South Korea on Tuesday signed a contract to sell K9 self-propelled howitzers to Egypt in a deal worth over US$1.65 billion, the South Korean news agency Yonhap reported on Wednesday.
Yonhap reported Seoul’s arms procurement agency as saying that this howitzers’ sale marks the artillery system’s first entry into the African market.
South Korean manufacturer Hanwha Defense signed an agreement with Egypt’s defense minstry for the largest K9 export deal in Cairo’s Artillery House military facility, capping off 10 years of intermittent talks.
The deal will see the production of K9s produced in Egypt and technology transfer affording to the to the Defense Acquisition Program Administration (DAPA).
The DAPA did not elaborate on details such as when the K9 howitzers will be supplied to Egypt and at what quantity.
The deal makes Egypt the eighth foreign country to adopt the K9, joining Turkey, Poland, India, Norway, Finland, Estonia, and Australia.
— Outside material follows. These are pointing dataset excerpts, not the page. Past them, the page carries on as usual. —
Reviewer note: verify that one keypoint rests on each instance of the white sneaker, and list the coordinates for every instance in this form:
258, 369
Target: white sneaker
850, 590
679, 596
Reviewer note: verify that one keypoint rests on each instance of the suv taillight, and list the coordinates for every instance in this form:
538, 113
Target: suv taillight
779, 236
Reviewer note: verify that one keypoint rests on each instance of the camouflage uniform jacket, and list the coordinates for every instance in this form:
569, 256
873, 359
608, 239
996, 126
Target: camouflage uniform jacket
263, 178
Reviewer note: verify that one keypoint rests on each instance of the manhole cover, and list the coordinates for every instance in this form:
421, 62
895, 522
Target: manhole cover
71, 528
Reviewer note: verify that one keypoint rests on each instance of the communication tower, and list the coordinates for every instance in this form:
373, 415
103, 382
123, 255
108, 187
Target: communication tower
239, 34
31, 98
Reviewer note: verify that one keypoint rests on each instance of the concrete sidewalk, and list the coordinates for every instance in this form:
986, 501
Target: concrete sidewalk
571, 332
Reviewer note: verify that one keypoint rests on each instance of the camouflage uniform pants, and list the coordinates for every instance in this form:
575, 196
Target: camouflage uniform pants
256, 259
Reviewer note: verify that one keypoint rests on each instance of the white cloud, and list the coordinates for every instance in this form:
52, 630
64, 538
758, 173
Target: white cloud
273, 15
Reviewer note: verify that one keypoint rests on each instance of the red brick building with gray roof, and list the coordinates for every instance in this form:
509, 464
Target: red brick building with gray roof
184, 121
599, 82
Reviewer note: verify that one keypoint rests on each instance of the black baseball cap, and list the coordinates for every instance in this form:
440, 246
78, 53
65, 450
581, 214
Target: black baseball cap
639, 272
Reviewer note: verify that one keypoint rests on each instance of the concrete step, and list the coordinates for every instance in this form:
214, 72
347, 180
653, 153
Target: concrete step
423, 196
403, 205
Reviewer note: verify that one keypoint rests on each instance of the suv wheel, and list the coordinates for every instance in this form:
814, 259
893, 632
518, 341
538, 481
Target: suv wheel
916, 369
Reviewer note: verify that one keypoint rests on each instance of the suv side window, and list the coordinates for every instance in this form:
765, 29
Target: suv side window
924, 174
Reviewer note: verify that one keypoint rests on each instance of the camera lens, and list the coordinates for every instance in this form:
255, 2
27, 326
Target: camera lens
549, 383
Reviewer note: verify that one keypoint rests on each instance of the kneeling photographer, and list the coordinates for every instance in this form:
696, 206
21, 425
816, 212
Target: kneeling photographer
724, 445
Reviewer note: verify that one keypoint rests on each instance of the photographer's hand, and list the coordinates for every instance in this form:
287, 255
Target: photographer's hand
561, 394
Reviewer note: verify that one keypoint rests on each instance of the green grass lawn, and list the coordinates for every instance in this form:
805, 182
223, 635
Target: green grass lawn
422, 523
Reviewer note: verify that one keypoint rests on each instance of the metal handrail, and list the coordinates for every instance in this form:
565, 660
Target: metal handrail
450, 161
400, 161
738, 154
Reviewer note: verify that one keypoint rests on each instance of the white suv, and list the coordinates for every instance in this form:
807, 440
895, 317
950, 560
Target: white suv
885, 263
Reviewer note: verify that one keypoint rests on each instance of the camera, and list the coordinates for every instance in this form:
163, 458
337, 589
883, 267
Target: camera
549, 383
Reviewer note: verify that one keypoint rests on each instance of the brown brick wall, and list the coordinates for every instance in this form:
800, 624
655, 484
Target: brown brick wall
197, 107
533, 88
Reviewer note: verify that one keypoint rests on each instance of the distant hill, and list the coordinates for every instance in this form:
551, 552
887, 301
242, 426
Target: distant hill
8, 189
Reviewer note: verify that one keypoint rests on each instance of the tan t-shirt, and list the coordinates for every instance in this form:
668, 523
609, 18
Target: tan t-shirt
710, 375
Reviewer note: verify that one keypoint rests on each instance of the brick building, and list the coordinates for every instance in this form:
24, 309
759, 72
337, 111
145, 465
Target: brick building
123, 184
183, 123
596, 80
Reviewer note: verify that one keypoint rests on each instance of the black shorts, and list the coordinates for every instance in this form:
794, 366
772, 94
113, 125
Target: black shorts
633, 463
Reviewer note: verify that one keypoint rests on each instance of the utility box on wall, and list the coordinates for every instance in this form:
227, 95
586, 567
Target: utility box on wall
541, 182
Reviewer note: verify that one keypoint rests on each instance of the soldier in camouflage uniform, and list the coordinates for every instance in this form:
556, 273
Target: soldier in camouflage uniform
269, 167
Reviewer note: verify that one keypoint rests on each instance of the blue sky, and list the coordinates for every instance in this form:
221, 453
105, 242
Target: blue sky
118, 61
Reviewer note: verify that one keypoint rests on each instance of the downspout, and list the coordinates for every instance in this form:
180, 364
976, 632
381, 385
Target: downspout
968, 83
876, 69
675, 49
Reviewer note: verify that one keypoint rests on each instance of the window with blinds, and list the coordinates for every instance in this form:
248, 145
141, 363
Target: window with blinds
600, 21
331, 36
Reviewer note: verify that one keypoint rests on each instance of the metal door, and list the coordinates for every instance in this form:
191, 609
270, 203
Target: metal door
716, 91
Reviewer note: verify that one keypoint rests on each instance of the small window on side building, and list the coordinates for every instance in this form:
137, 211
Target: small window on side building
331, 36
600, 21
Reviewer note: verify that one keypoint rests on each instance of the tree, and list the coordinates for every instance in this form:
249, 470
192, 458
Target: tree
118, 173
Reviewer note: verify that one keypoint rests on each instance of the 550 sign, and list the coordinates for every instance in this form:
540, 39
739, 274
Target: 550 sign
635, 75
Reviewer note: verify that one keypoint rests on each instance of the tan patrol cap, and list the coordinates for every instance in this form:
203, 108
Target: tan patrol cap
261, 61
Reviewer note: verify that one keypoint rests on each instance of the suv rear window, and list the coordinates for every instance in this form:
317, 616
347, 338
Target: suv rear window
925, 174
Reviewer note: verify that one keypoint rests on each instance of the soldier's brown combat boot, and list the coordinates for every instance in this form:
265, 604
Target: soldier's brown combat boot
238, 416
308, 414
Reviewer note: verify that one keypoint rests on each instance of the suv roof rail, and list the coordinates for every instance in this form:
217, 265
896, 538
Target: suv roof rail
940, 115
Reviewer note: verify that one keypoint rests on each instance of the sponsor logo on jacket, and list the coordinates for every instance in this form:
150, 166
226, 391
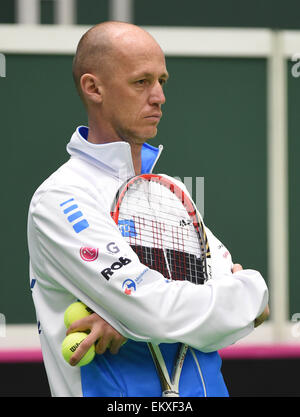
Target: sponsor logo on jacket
88, 254
74, 215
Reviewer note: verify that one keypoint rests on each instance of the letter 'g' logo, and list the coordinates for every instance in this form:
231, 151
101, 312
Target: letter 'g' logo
88, 254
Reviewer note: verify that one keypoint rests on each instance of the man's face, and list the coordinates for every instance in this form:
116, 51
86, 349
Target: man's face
133, 92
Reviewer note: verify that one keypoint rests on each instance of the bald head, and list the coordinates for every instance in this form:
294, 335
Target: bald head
99, 47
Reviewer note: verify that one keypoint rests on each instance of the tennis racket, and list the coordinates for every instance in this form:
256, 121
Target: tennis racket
162, 225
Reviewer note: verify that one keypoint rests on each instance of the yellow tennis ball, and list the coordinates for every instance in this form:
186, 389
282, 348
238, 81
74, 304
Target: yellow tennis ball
76, 311
71, 343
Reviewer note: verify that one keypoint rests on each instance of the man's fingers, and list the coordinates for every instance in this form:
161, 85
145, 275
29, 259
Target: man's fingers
81, 325
82, 349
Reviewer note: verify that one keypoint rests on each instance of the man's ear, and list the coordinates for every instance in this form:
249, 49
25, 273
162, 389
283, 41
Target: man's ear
91, 88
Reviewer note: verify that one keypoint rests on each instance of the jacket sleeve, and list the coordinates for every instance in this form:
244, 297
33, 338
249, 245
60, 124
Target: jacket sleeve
88, 257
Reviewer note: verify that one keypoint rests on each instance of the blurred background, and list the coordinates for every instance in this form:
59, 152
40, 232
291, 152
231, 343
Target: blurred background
231, 118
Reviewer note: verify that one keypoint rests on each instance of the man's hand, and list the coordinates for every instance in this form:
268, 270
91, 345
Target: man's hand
100, 332
265, 314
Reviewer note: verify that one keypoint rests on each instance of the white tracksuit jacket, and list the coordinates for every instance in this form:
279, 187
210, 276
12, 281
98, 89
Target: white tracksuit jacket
72, 239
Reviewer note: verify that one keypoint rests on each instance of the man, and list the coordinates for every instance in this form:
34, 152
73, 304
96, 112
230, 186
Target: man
120, 71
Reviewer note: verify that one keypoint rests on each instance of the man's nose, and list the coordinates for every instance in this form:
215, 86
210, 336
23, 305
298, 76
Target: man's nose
157, 95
“It is an achievement made through a combination of technological cooperation, collaboration in terms of localized production and pan-government support, which goes beyond just the transactional relationship between the two nations,” DAPA chief Kang Eun-ho was quoted as saying.
“The signing followed last month’s summit between President Moon Jae-in and Egyptian President Abdel Fattah al-Sisi in Cairo, which the DAPA said helped create much-needed momentum for the conclusion of the deal,” according to Yonhap.
The report added that “On the margins of the agreement, the DAPA and Egypt’s defense ministry also signed a separate memorandum of understanding on bilateral cooperation in defense research and development.”